In American and Canadian usage, "nosebleed section" and "nosebleed seats" are common slang for seating at sporting or other spectator events that are the highest up and farthest away from the event. The reference alludes to the propensity for nasal hemorrhage at high altitudes, usually owing to lower barometric pressure.

The oral history of the Native American Sioux tribe includes reference to women who experience nosebleeds as a result of a lover's playing of music, implying sexual arousal.

In the Finnish language, "picking blood from one's nose" and "begging for a nosebleed" are commonly used in abstract meaning to describe self-destructive behaviour, for example ignoring safety procedures or deliberately aggravating stronger parties.

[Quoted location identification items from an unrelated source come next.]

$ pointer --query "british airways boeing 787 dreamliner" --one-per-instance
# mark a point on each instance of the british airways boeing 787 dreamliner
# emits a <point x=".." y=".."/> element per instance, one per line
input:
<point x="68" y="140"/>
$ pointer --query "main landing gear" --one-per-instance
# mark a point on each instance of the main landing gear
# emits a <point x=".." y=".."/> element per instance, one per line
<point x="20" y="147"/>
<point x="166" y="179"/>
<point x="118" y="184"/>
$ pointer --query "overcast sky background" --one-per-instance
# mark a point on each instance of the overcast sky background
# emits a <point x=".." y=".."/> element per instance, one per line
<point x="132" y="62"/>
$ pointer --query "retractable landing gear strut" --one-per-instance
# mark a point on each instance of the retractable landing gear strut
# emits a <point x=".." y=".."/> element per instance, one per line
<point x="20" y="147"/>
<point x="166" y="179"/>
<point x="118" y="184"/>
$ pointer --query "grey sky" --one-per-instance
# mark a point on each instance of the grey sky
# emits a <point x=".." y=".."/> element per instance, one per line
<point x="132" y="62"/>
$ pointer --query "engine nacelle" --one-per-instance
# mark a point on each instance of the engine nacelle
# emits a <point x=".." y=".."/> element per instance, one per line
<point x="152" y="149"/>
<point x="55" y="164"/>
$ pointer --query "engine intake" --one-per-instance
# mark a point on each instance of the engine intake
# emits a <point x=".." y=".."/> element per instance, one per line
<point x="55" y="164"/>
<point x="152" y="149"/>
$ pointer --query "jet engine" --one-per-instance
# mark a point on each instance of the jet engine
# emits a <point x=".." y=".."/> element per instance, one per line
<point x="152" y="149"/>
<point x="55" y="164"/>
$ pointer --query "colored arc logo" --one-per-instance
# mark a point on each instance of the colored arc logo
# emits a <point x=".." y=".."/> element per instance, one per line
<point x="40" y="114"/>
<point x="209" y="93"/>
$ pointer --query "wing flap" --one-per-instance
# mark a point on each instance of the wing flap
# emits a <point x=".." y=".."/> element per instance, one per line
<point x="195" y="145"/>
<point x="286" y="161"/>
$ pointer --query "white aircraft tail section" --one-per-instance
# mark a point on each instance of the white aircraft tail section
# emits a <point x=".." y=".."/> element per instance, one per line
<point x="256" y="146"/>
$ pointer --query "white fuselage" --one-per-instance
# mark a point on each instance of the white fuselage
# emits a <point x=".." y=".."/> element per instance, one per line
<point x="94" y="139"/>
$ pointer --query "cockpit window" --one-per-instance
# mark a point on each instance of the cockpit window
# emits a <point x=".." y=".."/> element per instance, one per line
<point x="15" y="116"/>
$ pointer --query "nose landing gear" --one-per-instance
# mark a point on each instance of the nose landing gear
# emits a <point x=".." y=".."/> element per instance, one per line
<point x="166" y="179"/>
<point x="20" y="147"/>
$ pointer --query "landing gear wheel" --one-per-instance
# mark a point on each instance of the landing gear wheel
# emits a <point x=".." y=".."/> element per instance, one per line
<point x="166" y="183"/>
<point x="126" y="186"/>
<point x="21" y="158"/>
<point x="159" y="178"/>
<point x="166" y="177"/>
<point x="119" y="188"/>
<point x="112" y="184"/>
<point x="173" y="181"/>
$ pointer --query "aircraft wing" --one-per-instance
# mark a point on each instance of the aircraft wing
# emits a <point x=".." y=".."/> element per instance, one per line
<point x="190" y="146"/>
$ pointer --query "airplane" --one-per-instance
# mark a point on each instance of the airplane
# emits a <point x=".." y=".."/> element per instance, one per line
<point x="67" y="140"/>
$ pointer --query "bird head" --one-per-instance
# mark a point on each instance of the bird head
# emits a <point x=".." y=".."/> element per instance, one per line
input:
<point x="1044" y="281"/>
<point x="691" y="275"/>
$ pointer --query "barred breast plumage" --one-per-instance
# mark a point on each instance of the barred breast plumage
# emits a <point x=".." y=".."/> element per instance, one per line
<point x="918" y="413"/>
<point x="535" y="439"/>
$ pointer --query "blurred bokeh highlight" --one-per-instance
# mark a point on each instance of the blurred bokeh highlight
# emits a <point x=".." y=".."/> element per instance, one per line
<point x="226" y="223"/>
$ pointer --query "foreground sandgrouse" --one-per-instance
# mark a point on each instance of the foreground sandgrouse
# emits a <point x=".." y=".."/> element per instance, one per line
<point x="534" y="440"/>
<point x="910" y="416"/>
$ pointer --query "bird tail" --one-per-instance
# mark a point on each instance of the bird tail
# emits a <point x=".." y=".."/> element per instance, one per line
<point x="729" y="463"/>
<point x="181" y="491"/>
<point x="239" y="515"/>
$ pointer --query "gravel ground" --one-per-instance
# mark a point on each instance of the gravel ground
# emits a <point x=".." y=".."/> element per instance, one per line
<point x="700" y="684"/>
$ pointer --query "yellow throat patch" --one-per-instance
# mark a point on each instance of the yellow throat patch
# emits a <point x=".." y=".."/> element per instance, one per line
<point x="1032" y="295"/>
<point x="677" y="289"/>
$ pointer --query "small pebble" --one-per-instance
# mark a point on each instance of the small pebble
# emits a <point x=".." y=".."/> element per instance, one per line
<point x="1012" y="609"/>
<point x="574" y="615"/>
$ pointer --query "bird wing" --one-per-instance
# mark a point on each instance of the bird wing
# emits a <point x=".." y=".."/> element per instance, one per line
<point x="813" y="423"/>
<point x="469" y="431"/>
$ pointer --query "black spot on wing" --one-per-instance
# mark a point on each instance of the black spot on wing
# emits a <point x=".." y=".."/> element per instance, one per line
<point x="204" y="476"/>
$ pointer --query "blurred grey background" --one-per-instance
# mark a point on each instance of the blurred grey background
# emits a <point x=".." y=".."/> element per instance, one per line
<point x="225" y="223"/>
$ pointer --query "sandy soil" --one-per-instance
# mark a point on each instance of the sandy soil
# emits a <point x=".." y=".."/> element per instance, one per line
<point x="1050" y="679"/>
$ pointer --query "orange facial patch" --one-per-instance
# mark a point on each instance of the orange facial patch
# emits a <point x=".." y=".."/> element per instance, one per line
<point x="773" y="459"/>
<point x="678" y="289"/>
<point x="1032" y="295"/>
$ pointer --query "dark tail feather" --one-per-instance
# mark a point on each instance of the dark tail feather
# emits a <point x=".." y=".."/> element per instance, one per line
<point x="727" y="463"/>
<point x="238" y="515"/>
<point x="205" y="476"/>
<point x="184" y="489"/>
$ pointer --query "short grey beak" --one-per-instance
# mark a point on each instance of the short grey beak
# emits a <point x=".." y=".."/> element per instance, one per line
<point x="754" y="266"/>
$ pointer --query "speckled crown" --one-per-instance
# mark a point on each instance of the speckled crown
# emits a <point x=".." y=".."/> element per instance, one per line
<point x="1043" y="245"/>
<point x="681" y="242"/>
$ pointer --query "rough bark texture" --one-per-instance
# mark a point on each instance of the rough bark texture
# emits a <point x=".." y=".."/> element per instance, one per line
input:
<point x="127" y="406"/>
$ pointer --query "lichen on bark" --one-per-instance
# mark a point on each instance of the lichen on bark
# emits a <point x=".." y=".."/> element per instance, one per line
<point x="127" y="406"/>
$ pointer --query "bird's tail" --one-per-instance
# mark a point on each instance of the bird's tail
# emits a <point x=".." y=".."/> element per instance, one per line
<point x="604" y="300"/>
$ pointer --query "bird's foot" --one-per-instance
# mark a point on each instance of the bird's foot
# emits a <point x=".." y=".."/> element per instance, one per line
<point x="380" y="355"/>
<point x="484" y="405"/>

In Filipino slang, to "have a nosebleed" is to have serious difficulty conversing in English with a fluent or native English speaker. It can also refer to anxiety brought on by a stressful event such as an examination or a job interview.

In the Dutch language, "pretending to have a nosebleed" is a saying that means pretending not to know anything about something.

===Etymology===
The word epistaxis is from ἐπιστάζω epistazo, "to bleed from the nose" from ἐπί epi, "above, over" and στάζω stazo, "to drip [from the nostrils]".